First Nations children - which does not include Metis or Inuit - have significantly lower graduation rates from high school and university, Atleo said. For example, only about 49 per cent of First Nations youth graduate high school, compared with 80 per cent in the rest of Canada. The number drops to four per cent for university graduation, compared with 23 per cent in the rest of Canada, he said.
First Nations children, living both on and off reserves, have fewer resources, such as computers and libraries, he said.
A spokeswoman for Indian Affairs Minister John Duncan said since 2008, the government has invested $395 million in First Nations education, which resulted in the construction of 96 schools. She added that another 10 new schools and two major renovations were completed under the government's Economic Action Plan, and eight new school projects were undertaken under Infrastructure Canada.
Spokeswoman Michelle Yao said the government has also signed five "tripartite agreements" on education - an agreement between First Nations, the provinces and the federal government.
During question period, Duncan told the House that his party "understands the importance of education and that's why we are committed to improving it in partnership with First Nations and the provinces and territories."
"The money that we put in place through the Economic Action Plan is also achieving major, positive results for First Nations education," he said.
Vancouver Island MP Jean Crowder, the NDP's aboriginal affairs critic, blasted the Conservative government's "shameful" history on tackling the issue of First Nations education and said some agreements, such as one made in British Columbia, have not yet been funded.
Newfoundland MP Todd Russell, a Metis from Labrador, said a future Liberal government would increase funding for First Nations and eliminate the two per cent funding cap.
He said the Conservative government needs to work alongside communities to improve education.
"If you listen to some of the responses from government, they're nothing but a hodgepodge of different initiatives that they have put forward. There doesn't seem to be a co-ordinated approach to resolving this particular crisis," said Russell, who planned on meeting with Atleo on Tuesday afternoon alongside Liberal leader Michael Ignatieff.
Chief Gilbert Whiteduck of the Kitigan Zibi Anishinabeg First Nation in Maniwaki, Que., said First Nations education is underfunded in his province and it receives up to 25 per cent less government money than other areas of Canada.
However, he said the problem isn't only about funding, but how the money is organized, distributed and used.
"We can't allow what's occurring in our communities to go on. The high dropout rate, the . . . issues of suicide and social problems.
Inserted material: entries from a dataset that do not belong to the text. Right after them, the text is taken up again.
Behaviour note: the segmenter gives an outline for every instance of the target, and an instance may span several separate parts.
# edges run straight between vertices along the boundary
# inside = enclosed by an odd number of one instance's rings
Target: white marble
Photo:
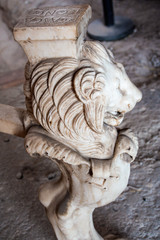
[[[87,24],[85,11],[80,22],[84,18]],[[41,22],[35,25],[43,32]],[[68,31],[68,25],[63,27]],[[21,44],[21,25],[16,32]],[[39,198],[59,240],[102,240],[92,213],[114,201],[127,186],[138,142],[130,130],[118,131],[117,126],[142,95],[99,42],[81,41],[76,56],[68,57],[72,42],[68,37],[64,56],[56,56],[53,49],[56,57],[51,58],[50,45],[43,41],[45,57],[35,51],[35,61],[27,50],[25,147],[31,156],[56,162],[61,176],[41,186]],[[24,40],[24,50],[27,44]]]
We know that education, quality education, will indeed make a difference, so I'm calling upon the federal government, let's do it together, let's make a difference," said Whiteduck.
He added that not all communities want "tripartite" agreements.
More than 50 First Nations chiefs met with parliamentarians, high commissioners and ambassadors in Ottawa on Tuesday and plan a demonstration on Parliament Hill on Thursday as part of the AFN "Week of Action" to address education and other issues.